The project takes place Saturday, Nov. 2, as part of the business college's First Year Experience activities. The group represents 14 sections of the college's FYE 2100 course, and 11 instructors will be leading students in the project. Students will clean headstones from about 10 a.m. to noon. Veterans Day is Monday, Nov. 11.
"The idea for a common service-learning project came about as enrollments in our First Year Experience courses grew," says Dr. Christina Stamper, associate dean of undergraduate programs for the Haworth College of Business. "Service-learning has always been a part of our First Year Experience sections, but we began thinking about how we could structure the experience so that we could have a greater impact and also allow more bonding among first-year students."
The right project
Students will begin their day with a history of the cemetery and its purpose and then proceed with cleaning headstones at 10 a.m.
"Finding the right service project for more than 300 people to work on was a challenge," says First Year Experience instructor and project co-leader Paul Hildenbrand. "This is an idea that has been growing in the college for the past few years, and I think this project will be very meaningful for students. Not only will students learn about the value of community service, but they will also have the opportunity to learn more about those who have served our country."
The history involved in this project appealed to fellow First Year Experience instructor and project co-leader Tomika Griffin-Brown.

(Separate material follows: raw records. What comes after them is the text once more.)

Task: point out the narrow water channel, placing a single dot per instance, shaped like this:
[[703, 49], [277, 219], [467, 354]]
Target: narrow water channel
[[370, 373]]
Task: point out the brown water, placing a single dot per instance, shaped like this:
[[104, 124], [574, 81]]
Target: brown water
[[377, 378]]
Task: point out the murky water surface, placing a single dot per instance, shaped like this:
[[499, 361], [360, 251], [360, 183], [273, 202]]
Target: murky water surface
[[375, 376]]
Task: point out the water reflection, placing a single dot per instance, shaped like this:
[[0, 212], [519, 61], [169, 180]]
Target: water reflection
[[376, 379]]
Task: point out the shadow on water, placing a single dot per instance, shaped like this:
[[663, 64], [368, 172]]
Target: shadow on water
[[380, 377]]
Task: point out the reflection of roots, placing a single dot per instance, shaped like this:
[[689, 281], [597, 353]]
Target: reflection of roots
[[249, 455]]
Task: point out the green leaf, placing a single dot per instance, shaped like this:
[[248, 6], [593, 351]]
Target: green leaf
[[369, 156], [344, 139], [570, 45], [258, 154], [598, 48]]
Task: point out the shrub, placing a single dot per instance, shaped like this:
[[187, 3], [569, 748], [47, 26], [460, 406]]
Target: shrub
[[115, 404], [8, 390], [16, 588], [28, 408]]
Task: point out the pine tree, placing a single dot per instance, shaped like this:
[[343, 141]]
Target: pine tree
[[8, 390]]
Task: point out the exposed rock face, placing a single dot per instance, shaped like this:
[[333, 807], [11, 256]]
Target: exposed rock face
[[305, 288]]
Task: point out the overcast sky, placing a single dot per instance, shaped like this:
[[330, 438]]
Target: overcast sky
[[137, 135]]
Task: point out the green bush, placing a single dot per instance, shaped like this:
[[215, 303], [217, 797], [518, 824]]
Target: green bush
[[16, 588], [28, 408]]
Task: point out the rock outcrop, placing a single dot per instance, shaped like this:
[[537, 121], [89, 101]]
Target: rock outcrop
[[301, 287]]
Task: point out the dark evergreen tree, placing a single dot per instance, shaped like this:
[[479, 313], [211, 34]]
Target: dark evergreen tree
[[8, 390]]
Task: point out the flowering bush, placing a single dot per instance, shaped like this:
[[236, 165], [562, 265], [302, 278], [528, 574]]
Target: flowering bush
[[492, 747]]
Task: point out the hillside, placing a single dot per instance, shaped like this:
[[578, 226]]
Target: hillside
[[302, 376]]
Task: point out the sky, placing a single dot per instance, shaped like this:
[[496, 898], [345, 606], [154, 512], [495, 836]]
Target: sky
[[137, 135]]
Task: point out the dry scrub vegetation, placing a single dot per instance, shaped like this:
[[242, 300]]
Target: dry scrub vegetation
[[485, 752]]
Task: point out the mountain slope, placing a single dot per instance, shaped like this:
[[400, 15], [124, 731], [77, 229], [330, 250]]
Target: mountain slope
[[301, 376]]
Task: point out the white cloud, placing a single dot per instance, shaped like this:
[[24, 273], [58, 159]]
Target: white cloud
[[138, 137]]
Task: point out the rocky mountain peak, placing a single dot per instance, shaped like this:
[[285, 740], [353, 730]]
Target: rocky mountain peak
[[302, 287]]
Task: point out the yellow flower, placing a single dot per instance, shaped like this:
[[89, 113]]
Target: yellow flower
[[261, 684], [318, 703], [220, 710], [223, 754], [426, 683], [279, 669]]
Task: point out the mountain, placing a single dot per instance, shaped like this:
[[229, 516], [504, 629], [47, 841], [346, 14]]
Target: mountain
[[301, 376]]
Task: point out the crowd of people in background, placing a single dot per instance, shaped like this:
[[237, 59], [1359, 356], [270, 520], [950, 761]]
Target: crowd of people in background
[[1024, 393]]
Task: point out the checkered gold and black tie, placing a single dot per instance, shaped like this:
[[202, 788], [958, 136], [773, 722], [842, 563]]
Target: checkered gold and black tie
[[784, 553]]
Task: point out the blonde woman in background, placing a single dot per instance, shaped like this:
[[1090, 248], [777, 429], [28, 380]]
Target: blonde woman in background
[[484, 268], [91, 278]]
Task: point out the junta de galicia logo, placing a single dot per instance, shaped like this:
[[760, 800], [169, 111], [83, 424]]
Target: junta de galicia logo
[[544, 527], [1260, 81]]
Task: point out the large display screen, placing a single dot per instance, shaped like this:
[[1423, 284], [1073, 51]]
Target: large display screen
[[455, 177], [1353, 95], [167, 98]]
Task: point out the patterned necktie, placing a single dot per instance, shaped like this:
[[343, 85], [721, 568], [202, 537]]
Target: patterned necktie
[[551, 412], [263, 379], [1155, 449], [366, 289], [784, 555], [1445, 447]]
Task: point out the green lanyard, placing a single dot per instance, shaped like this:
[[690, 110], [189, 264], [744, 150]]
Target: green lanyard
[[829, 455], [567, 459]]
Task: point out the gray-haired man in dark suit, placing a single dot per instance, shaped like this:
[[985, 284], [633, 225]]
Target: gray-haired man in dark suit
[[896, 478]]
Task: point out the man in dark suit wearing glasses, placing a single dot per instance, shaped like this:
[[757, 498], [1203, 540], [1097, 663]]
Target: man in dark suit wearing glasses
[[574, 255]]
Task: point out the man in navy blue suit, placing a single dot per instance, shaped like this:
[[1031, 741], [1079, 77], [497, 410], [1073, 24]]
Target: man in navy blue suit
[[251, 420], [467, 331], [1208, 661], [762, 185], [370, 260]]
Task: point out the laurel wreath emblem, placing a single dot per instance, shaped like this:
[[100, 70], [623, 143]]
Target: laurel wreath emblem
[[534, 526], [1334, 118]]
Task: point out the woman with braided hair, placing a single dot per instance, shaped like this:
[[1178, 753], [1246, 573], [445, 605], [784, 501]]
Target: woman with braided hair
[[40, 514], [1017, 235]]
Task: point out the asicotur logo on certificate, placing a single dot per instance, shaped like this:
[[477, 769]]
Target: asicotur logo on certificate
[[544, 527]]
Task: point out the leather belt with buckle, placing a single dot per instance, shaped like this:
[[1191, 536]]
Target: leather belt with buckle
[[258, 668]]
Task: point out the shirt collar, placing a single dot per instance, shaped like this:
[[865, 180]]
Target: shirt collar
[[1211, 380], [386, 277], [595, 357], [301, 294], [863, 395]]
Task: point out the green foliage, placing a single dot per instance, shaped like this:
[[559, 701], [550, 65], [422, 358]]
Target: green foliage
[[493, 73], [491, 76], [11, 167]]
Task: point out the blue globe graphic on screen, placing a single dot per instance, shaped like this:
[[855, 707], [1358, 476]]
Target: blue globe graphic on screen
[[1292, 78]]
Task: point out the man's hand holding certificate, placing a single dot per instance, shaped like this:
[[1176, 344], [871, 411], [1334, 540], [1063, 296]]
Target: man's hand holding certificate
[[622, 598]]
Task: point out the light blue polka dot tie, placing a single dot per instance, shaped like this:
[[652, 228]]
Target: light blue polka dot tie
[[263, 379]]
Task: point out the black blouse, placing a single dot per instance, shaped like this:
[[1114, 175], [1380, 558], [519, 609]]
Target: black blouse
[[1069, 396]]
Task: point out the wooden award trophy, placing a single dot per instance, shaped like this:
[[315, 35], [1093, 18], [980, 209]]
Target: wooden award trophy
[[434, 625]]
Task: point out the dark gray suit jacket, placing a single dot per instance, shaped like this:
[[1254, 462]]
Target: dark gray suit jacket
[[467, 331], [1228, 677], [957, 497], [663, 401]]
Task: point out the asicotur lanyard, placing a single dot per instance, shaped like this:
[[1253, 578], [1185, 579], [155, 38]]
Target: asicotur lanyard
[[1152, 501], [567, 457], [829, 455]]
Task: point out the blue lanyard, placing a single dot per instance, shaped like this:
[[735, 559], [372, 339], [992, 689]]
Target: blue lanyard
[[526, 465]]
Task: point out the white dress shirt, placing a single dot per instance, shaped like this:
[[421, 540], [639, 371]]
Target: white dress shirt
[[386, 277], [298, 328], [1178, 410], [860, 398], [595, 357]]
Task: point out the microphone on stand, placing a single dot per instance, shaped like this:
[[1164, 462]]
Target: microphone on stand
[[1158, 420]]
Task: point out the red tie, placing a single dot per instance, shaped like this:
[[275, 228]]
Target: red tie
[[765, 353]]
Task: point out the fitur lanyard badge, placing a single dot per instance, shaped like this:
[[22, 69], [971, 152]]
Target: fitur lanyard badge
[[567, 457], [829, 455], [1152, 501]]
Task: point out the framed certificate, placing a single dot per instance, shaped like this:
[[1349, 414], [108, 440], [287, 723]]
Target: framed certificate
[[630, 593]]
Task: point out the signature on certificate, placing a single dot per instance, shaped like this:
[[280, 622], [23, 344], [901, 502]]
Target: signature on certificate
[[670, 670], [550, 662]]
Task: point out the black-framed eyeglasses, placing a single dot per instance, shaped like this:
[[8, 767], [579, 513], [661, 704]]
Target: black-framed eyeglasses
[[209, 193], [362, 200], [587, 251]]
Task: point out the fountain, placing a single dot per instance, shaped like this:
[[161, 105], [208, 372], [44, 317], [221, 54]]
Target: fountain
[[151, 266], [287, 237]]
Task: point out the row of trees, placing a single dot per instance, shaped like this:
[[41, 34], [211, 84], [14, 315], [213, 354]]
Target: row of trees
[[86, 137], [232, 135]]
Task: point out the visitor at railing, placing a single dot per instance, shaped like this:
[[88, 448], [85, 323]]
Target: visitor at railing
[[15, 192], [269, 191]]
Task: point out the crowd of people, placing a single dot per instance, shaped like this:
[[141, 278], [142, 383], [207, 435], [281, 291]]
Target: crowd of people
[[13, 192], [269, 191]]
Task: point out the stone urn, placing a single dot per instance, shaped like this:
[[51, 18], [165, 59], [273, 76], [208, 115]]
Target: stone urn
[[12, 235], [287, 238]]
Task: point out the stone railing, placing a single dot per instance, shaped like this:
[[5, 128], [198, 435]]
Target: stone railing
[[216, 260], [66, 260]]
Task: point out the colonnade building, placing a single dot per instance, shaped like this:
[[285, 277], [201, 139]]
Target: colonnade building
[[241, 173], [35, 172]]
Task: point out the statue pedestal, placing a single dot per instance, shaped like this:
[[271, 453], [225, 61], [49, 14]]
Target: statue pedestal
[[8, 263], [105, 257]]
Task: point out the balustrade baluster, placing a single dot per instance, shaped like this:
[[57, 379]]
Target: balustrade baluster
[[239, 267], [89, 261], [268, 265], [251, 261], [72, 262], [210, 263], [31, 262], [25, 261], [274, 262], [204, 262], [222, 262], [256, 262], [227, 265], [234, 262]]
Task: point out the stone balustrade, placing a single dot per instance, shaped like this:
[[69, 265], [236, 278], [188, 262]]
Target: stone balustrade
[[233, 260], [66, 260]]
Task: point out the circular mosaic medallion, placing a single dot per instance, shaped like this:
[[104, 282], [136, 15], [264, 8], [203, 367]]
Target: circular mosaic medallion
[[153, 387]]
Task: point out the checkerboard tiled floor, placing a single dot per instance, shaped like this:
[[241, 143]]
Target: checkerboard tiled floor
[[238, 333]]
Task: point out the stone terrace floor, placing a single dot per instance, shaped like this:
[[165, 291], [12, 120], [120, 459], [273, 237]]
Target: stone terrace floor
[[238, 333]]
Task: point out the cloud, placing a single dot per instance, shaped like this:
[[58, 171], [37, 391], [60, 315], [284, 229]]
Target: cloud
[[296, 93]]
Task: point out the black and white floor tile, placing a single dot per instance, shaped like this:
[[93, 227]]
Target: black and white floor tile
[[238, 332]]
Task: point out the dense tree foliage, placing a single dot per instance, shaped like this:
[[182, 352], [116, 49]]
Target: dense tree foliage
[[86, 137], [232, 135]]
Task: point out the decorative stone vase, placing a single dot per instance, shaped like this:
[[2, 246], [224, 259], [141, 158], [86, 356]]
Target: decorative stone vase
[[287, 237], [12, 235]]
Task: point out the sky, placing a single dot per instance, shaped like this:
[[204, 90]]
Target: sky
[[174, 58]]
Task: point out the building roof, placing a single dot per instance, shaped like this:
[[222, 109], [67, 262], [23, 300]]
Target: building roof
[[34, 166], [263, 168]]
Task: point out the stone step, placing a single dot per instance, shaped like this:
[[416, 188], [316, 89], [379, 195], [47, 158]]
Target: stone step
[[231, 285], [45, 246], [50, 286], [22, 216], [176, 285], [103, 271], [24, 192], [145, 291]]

"I am looking forward to this chance for students to gain a deeper appreciation for the price that our veterans have paid and to become more informed about the diverse groups who have served throughout multiple generations," Griffin-Brown says. "It is a very powerful experience to be in the cemetery."
Business students involved in the First Year Experience program have undertaken other community service projects in the past, such as helping to clean up downtown Kalamazoo. But this is the first time that all business students in the program have undertaken a common project.
First Year Experience Programs, which encompass New Student Orientation, Fall Welcome and the First-Year Seminar course, was introduced in 2005 to make the transition to college easier for incoming students and help them have a successful first year. Last month, Transfer Student Services was added to the FYE programs.
Service is a co-curricular component of First-Year Seminar, says Dr. Toni Woolfork-Barnes, director of First Year Experience programs.
"We are thrilled that WMU-FYE Haworth College of Business students have the opportunity to give of themselves through volunteerism to our many veterans who have selflessly sacrificed and served our country," Woolfork-Barnes says. "I hope this collective experience will have a lasting impact on our FYE 2100 students."
About Fort Custer
Fort Custer was named after Gen. George Armstrong Custer, a native of Michigan. The original Camp Custer was built in 1917 on 130 parcels of land, mainly small farms leased to the government by the local Chamber of Commerce as part of the military mobilization for World War I.
The establishment of Fort Custer Post Cemetery took place Sept. 18, 1943, with the first interment. As early as the 1960s, local politicians and veterans organizations advocated the establishment of a national cemetery at Fort Custer.
The Fort Custer site, located midway between Chicago and Detroit, was the Department of Veterans Affairs' choice for the Region V national cemetery. Congress created Fort Custer National Cemetery in September 1981. The first burial took place June 1, 1982.